The two countries are already deploying systems capable of destroying ballistic missiles which are flying outside the atmosphere or descending to strike targets.
The move comes amid a new sense of urgency in Japan over safety concerns following North Korea's string of missile launches last July as well as its first ever nuclear test in October, the report said.
However any assistance faces legal problems as Japan's pacifist constitution bans the use of force in fighting a war on behalf of other countries, a concept known as “collective defence.”
The United States wants to select three types of lasers with the aim of developing an operational system in five years, the report said quoting Japanese government sources.
It named a list of possible companies, including Mitsubishi Heavy Industries Ltd. to help in such areas as making the system smaller, the report said.
The United States and Japan are rushing to complete deployment of an anti-missile defence shield by 2010, combining the land-based Patriot Advanced Capability-3 (PAC-3) and the sea-based Standard Missile 3 (SM-3) systems.

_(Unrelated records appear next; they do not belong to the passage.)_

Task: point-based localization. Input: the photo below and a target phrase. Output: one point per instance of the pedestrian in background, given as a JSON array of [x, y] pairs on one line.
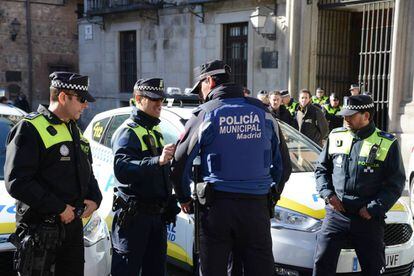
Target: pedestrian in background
[[310, 119], [360, 175], [143, 189], [48, 170], [331, 112], [278, 110], [289, 102], [240, 158]]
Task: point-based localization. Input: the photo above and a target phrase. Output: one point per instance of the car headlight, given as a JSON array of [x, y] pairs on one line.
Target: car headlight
[[285, 218], [94, 231]]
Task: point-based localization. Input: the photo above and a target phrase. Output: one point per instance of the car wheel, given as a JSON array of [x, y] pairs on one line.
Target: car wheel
[[412, 195]]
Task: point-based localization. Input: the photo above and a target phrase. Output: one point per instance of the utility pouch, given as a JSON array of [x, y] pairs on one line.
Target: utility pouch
[[205, 193], [172, 210]]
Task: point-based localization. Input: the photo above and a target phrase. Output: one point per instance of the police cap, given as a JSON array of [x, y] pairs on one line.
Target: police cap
[[151, 88], [356, 104], [211, 68], [284, 93], [72, 81]]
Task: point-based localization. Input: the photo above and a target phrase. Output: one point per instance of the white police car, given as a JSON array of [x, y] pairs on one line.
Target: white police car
[[298, 213], [96, 234]]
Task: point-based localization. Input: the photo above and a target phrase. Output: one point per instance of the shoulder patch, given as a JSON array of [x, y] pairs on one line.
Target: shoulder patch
[[386, 135], [32, 115], [339, 129], [132, 124]]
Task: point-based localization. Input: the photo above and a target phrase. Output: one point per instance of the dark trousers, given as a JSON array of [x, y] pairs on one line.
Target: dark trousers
[[141, 246], [70, 257], [242, 224], [367, 237]]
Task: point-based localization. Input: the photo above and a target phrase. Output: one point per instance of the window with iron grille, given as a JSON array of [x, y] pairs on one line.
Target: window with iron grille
[[235, 51], [128, 60]]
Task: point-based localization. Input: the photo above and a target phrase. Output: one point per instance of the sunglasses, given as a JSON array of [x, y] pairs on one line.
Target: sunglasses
[[78, 98], [155, 99]]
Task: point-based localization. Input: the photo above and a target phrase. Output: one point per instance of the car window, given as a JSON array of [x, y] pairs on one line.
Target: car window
[[116, 121], [6, 123], [303, 153], [98, 129], [169, 131]]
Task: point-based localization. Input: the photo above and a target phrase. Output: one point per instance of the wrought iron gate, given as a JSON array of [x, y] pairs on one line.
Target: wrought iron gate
[[354, 46], [375, 56]]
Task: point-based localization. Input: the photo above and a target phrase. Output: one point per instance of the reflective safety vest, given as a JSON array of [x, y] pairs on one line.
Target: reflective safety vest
[[141, 132], [340, 142], [51, 134], [320, 101], [332, 110]]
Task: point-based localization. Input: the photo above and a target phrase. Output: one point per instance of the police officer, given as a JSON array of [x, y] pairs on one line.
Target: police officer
[[331, 112], [360, 175], [289, 102], [319, 99], [240, 159], [141, 167], [48, 170]]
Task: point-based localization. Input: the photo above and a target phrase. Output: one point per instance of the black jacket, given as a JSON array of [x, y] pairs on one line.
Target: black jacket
[[314, 124], [356, 182], [138, 172], [284, 115], [46, 179]]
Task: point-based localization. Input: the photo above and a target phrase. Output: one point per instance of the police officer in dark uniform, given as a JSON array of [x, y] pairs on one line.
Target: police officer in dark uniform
[[48, 170], [238, 142], [141, 167], [360, 175], [331, 111]]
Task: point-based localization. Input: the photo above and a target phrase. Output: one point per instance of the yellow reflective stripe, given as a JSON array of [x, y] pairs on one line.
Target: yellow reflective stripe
[[177, 252], [300, 208], [384, 144], [7, 228], [41, 124], [340, 142], [398, 207]]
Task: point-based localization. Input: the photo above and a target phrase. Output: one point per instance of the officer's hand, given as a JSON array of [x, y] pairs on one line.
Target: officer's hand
[[67, 215], [186, 207], [167, 154], [90, 207], [336, 203], [363, 212]]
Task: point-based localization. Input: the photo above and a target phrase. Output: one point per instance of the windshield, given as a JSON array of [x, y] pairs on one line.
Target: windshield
[[303, 153], [6, 123]]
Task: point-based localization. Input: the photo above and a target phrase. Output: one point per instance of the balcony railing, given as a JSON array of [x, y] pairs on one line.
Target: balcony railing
[[99, 7]]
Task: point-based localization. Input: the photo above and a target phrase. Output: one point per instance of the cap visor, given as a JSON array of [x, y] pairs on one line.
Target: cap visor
[[153, 95], [195, 89], [347, 112]]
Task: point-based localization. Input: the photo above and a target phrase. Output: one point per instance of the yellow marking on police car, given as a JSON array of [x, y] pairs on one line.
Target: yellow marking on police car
[[300, 208], [7, 228], [177, 252], [398, 207]]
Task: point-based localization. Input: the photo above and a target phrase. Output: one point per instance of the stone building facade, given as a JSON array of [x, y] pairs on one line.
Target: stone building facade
[[328, 43], [50, 43]]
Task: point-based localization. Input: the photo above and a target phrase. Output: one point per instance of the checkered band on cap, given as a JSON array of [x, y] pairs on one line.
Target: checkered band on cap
[[148, 88], [59, 84], [358, 107]]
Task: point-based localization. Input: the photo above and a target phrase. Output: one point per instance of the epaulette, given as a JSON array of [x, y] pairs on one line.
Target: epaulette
[[339, 129], [132, 124], [386, 135], [32, 115]]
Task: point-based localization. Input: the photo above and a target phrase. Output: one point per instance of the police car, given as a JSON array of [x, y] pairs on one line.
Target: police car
[[96, 234], [299, 213]]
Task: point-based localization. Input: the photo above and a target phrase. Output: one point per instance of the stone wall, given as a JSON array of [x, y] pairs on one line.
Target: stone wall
[[54, 43]]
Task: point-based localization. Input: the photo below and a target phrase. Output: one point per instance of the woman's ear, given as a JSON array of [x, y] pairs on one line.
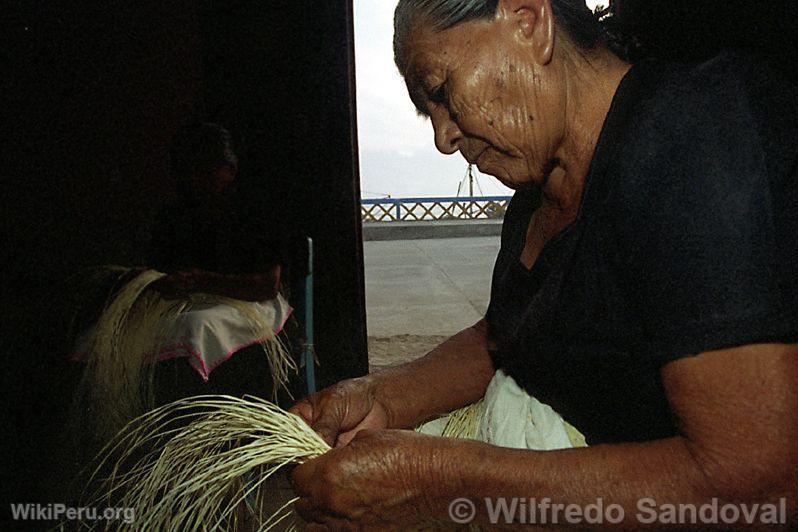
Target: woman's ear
[[533, 21]]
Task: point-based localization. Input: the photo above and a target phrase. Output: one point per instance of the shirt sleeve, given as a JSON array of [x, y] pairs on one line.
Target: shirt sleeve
[[706, 249]]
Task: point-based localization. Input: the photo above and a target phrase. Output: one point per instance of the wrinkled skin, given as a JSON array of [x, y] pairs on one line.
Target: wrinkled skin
[[513, 96], [383, 479], [338, 413]]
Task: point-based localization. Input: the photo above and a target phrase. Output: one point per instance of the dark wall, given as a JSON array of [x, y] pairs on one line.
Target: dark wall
[[696, 29], [95, 93], [280, 73]]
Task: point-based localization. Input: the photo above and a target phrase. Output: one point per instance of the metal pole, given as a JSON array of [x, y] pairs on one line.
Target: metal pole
[[308, 356]]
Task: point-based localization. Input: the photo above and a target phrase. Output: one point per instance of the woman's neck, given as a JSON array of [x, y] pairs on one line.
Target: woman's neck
[[591, 83]]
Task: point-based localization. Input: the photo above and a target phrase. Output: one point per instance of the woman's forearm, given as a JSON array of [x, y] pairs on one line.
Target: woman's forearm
[[454, 374], [638, 477]]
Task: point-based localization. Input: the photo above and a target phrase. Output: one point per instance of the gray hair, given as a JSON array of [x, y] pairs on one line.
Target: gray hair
[[573, 16]]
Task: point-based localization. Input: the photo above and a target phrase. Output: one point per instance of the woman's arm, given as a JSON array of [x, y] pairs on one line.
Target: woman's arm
[[452, 375], [736, 408]]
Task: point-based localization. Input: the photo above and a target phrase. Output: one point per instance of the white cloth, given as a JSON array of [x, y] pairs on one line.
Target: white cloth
[[513, 418], [210, 336]]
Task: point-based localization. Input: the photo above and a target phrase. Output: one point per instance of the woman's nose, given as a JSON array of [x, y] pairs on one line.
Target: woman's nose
[[447, 133]]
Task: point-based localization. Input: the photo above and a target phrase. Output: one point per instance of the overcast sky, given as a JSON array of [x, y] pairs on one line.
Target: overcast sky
[[397, 152]]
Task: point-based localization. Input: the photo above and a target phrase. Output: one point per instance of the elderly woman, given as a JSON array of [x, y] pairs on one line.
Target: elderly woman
[[646, 286]]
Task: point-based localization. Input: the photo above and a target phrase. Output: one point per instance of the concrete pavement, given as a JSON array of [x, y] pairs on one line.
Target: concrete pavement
[[432, 287]]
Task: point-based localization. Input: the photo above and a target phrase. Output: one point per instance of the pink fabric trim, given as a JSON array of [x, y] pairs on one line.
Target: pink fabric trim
[[182, 349]]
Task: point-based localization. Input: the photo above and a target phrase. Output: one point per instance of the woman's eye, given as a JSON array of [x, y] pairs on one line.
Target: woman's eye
[[438, 95]]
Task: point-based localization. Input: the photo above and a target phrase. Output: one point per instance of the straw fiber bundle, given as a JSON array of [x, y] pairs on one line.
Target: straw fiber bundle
[[117, 383], [197, 463]]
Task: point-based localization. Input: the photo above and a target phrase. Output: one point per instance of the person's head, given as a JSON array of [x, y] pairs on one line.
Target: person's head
[[496, 77], [202, 159]]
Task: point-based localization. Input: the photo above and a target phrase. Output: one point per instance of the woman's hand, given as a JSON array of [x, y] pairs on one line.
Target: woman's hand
[[384, 479], [339, 412]]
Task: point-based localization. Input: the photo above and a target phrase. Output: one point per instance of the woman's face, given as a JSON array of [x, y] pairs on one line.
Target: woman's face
[[488, 97]]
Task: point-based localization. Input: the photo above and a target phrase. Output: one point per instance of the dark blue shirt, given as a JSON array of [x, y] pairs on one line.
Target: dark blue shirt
[[686, 241]]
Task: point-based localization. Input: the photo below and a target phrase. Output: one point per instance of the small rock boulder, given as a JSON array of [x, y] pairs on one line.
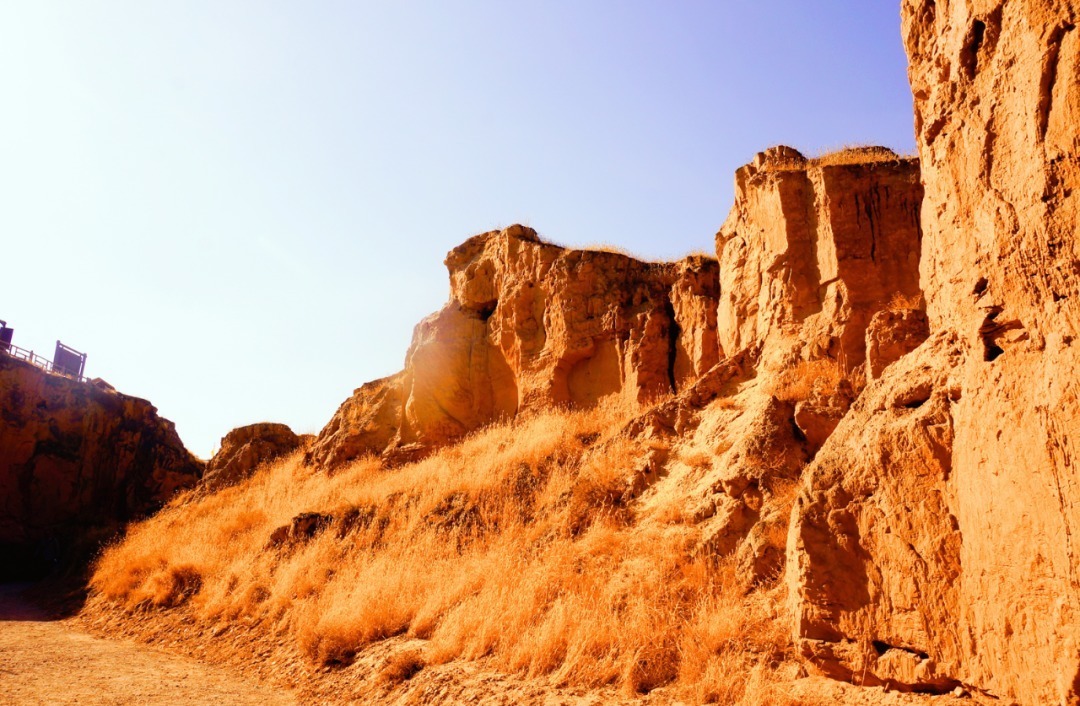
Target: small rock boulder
[[891, 335], [245, 448]]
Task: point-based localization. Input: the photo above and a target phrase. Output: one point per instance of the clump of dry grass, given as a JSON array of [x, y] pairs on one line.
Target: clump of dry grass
[[852, 154], [518, 545], [402, 666]]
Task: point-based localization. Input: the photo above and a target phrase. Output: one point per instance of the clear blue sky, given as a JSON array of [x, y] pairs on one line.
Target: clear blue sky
[[240, 208]]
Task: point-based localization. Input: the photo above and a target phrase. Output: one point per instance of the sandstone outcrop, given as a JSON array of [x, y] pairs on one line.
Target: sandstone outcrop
[[813, 248], [933, 541], [530, 324], [891, 335], [246, 448], [76, 458]]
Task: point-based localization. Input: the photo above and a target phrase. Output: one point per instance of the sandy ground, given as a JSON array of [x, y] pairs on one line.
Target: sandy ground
[[45, 661]]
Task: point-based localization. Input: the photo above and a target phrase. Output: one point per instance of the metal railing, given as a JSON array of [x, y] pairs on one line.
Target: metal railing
[[39, 362]]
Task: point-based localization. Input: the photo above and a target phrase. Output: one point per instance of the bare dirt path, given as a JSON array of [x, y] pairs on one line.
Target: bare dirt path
[[45, 661]]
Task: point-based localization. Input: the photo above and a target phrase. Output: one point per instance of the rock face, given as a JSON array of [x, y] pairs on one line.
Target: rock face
[[75, 458], [891, 335], [814, 247], [246, 448], [933, 541], [528, 325]]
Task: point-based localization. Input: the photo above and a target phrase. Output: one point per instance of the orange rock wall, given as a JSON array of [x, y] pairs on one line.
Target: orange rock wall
[[933, 542], [73, 457], [812, 252], [530, 324]]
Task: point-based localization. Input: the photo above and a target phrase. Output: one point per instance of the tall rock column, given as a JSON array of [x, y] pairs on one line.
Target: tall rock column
[[933, 543]]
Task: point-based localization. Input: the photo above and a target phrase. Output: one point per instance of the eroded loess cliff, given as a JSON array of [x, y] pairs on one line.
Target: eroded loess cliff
[[813, 248], [530, 325], [867, 404], [77, 459], [933, 542]]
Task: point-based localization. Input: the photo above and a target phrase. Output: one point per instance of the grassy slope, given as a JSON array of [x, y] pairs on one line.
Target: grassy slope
[[521, 546]]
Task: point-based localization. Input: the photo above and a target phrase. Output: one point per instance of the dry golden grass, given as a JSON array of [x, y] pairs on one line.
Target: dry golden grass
[[851, 154], [517, 545]]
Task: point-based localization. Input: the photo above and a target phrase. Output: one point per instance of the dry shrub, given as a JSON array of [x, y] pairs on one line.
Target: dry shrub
[[809, 379], [901, 301], [518, 545], [402, 666], [854, 154]]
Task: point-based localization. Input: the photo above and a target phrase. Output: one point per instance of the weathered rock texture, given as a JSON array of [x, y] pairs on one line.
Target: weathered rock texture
[[246, 448], [812, 249], [530, 324], [933, 542], [76, 457]]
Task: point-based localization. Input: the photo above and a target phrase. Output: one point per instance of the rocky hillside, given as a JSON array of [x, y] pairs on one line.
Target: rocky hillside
[[844, 448], [936, 524], [77, 460]]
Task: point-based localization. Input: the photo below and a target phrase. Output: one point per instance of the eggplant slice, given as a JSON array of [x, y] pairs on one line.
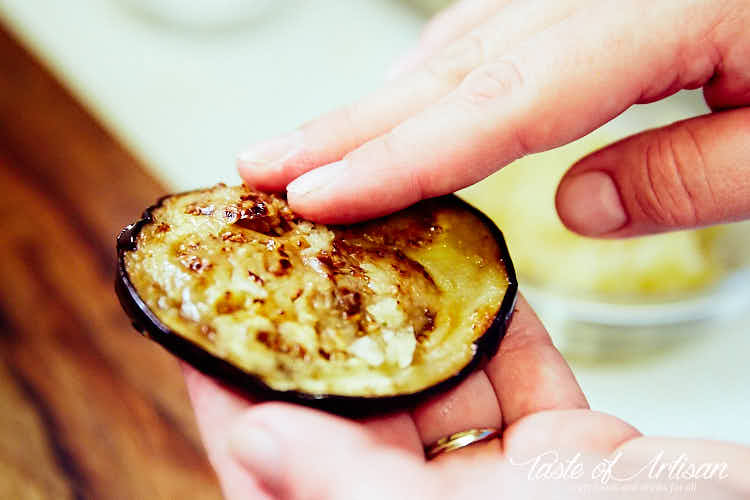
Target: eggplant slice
[[354, 320]]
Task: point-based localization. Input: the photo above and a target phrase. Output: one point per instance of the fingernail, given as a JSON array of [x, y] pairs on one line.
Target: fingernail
[[272, 153], [318, 179], [256, 449], [590, 204]]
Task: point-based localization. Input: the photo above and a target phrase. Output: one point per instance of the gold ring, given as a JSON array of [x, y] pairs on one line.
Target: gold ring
[[459, 440]]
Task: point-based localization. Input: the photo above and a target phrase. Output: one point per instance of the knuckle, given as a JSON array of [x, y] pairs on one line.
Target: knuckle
[[490, 82], [675, 189], [454, 62]]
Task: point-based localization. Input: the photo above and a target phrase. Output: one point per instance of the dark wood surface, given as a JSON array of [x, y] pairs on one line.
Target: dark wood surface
[[89, 409]]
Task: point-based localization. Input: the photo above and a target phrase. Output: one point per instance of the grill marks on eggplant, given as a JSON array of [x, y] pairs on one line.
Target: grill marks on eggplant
[[305, 307]]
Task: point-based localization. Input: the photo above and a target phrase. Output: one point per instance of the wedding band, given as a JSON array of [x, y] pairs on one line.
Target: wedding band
[[459, 440]]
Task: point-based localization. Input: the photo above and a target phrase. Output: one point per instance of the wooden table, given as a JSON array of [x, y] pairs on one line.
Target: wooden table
[[89, 408]]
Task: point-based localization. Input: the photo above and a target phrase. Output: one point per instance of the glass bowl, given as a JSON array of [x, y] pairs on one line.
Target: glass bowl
[[607, 300]]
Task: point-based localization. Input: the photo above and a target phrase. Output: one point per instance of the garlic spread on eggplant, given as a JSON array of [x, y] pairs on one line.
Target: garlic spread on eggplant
[[387, 306]]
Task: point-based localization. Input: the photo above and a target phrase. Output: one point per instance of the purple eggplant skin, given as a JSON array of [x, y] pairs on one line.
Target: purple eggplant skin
[[244, 383]]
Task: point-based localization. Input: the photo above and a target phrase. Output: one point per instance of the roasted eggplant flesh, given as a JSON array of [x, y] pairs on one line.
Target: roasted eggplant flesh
[[390, 307]]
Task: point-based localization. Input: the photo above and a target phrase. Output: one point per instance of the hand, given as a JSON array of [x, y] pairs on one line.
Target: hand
[[495, 80], [278, 450], [287, 451]]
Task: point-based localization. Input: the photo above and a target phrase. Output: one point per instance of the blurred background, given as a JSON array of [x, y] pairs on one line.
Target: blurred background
[[107, 104]]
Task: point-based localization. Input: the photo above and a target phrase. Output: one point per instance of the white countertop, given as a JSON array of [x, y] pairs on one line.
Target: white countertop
[[185, 102]]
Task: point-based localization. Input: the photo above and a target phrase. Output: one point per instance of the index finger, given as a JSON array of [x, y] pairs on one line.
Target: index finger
[[557, 86]]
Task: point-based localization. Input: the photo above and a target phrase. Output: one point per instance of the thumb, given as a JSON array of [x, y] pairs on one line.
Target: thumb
[[298, 453], [692, 173]]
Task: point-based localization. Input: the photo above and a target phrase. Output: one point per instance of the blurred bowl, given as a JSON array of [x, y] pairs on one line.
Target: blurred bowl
[[607, 300], [200, 14]]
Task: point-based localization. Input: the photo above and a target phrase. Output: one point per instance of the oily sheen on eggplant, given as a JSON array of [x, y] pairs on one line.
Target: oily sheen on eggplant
[[354, 320]]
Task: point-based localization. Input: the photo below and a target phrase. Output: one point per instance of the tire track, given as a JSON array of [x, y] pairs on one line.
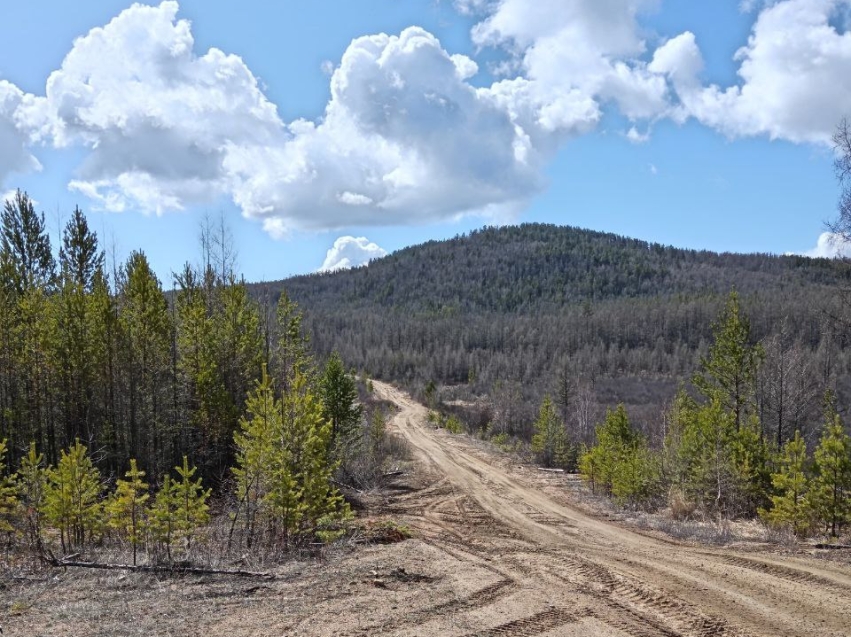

The SM-3 intercepts ballistic missiles when they reach their highest point outside of the atmosphere, while the PAC-3 is used to destroy missiles that evade SM-3 interceptions. The accuracy of these systems is still being debated.
SM-3s, jointly developed by the two countries, will be based on destroyers equipped with the state-of-the-art Aegis air-defence system.
The missile-defence project has been a pillar of the strengthened Japan-US military alliance in recent years.
Japan was prompted to boost its missile defenses in cooperation with the United States in 1998 when North Korea lobbed a suspected long-range missile over its main island and into the Pacific.